Die Eidumer Vogelkoje ist eine von dreien auf der Insel Sylt nach niederländischen Vorbildern gebauten Kojen. Die älteste im Jahr 1767 errichtete Kampener Vogelkoje war so ertragreich, dass eine Westerländer Eigentümergemeinschaft 1874 die Eidum Vogelkoje baute und in Betrieb nahm.Seit etwa 1880 nahmen die Fangerträgnisse auf der gesamten Insel immer weiter ab, dadurch lohnte sich der Unterhalt der Vogelkojen nicht mehr, man stellte den Betrieb in den drei Kojen um 1930 ganz ein.
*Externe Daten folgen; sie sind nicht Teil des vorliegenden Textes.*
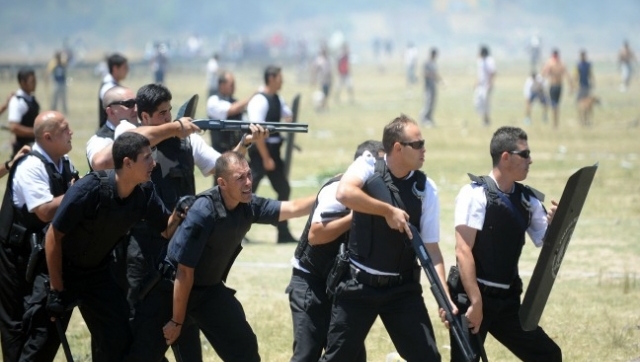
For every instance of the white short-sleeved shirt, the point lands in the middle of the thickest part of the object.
(204, 156)
(257, 112)
(486, 68)
(96, 143)
(364, 168)
(18, 107)
(471, 205)
(31, 181)
(108, 83)
(217, 108)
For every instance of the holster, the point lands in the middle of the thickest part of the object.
(35, 257)
(338, 270)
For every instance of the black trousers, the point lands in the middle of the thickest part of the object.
(13, 290)
(277, 177)
(220, 317)
(311, 314)
(402, 311)
(103, 307)
(144, 252)
(501, 319)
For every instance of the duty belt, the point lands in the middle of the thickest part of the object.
(381, 281)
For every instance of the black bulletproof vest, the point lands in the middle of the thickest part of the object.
(103, 132)
(223, 141)
(274, 114)
(498, 245)
(88, 245)
(224, 243)
(58, 183)
(371, 242)
(28, 119)
(318, 259)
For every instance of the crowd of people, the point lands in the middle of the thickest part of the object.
(145, 256)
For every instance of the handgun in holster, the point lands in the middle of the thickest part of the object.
(35, 257)
(340, 267)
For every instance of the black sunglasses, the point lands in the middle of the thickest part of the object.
(129, 103)
(522, 153)
(416, 145)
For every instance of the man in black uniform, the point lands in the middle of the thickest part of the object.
(317, 249)
(203, 251)
(173, 176)
(23, 109)
(34, 190)
(492, 215)
(95, 214)
(383, 277)
(222, 105)
(118, 70)
(268, 106)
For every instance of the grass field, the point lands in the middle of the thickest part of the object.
(593, 312)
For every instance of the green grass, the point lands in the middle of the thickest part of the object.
(593, 309)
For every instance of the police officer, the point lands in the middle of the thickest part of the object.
(222, 105)
(268, 106)
(23, 109)
(34, 190)
(173, 177)
(95, 214)
(203, 251)
(118, 70)
(384, 278)
(491, 217)
(313, 259)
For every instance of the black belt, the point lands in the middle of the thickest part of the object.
(381, 281)
(495, 292)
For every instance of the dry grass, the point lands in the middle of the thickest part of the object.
(593, 309)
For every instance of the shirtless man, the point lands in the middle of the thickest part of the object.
(626, 60)
(554, 71)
Seit Mai 2009 ist der neue Betreiber der Westerländer Vogelkoje der Verein „Eidum Vogelkoje e.V.“. Dieser Verein ist aus dem Hegering Sylt hervorgegangen mit dem Ziel in der Einrichtung Öffentlichkeitsarbeit für die Jägerschaft zu machen. Und was passt besser zu einer alten Entenfanganlage als eine jagdliche Ausstellung. Die Koje ist in der Saison regelmäßig geöffnet und der Eintritt ist frei. Vielen Besuchern ist dabei gar nicht klar, was eine Vogelkoje ist und vermuten eine Aufzucht- und Beobachtungsstation für Vögel. Doch die Wenigsten wissen, dass in früheren Zeiten die Enten hier in die ewigen Jagdgründe geschickt wurden.


Eidum oder auch Eydum war ein historischer Ort auf Sylt. Er befand sich mehrere hundert Meter westlich der heutigen Küstenlinie des heutigen Ortsteils Westerland.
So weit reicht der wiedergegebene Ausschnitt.